Syld tries to identify the aura of the stone, if its a powerstone he'll hail it.
_"I think we should follow it. We don't know any other thing that could help us so there's no sense in turning away now."_


----------



## dkoz (Mar 1, 2002)

_ Desimus will move back to his place by Nathan and wait for Syld to start leading the party after the Kreen. _

"Be ready for anything, but I am sure you already know that." He tells the party with a small smile.

_Desimus adjusts his one handed grip on the crossbow and checks the torch to make sure it still has enough life left._
]

edit: spelling


----------



## GnomeWorks (Mar 1, 2002)

*Running Through the Maze*

Syld, you manage to contact the stone without any difficulties.  It contains the following powers, each manifested at 5th level - _Detect Thoughts_, _Concussion_, and _Clairaudience/Clairvoyance_.
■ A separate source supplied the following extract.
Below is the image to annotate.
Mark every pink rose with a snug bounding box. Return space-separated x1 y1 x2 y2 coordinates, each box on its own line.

Syld, the aura soon begins to fade away as it runs away from you.  Following it, and from the assistance of torchlight and your memory, you begin to follow it as fast as you can.
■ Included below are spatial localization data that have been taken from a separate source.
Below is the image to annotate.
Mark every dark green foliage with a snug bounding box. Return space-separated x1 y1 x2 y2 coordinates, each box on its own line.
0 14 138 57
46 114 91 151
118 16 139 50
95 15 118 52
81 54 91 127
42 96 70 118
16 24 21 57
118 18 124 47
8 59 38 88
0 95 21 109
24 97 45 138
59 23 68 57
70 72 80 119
You travel 20 feet down the corrider, and there are two tunnels, one forward and one to the right.  You head right, and 30 feet later there is another intersection, with a tunnel leading left and another leading straight.  You take the one on the left, following the running aura.  It takes a right up ahead, and you follow it, running down 50 feet of corrider to find a tunnel heading right and one straight.  You take the right, and the aura takes a left as you do, and then almost immediately it takes a right.

You run down another 50 feet of corridor, and the tunnel turns to the left.  You take the left, and 20 feet later there is another intersection, with one tunnel heading right and another forward.  The aura runs down the tunnel to your right - and drops down around 10 feet.  It continues moving, although it is difficult to tell without being able to see it now that it is below you - but it appears to be moving in the same direction it was before it dropped.  You run down the corridor on the right, and feel a slightly warm, very slow air current coming from in front of you.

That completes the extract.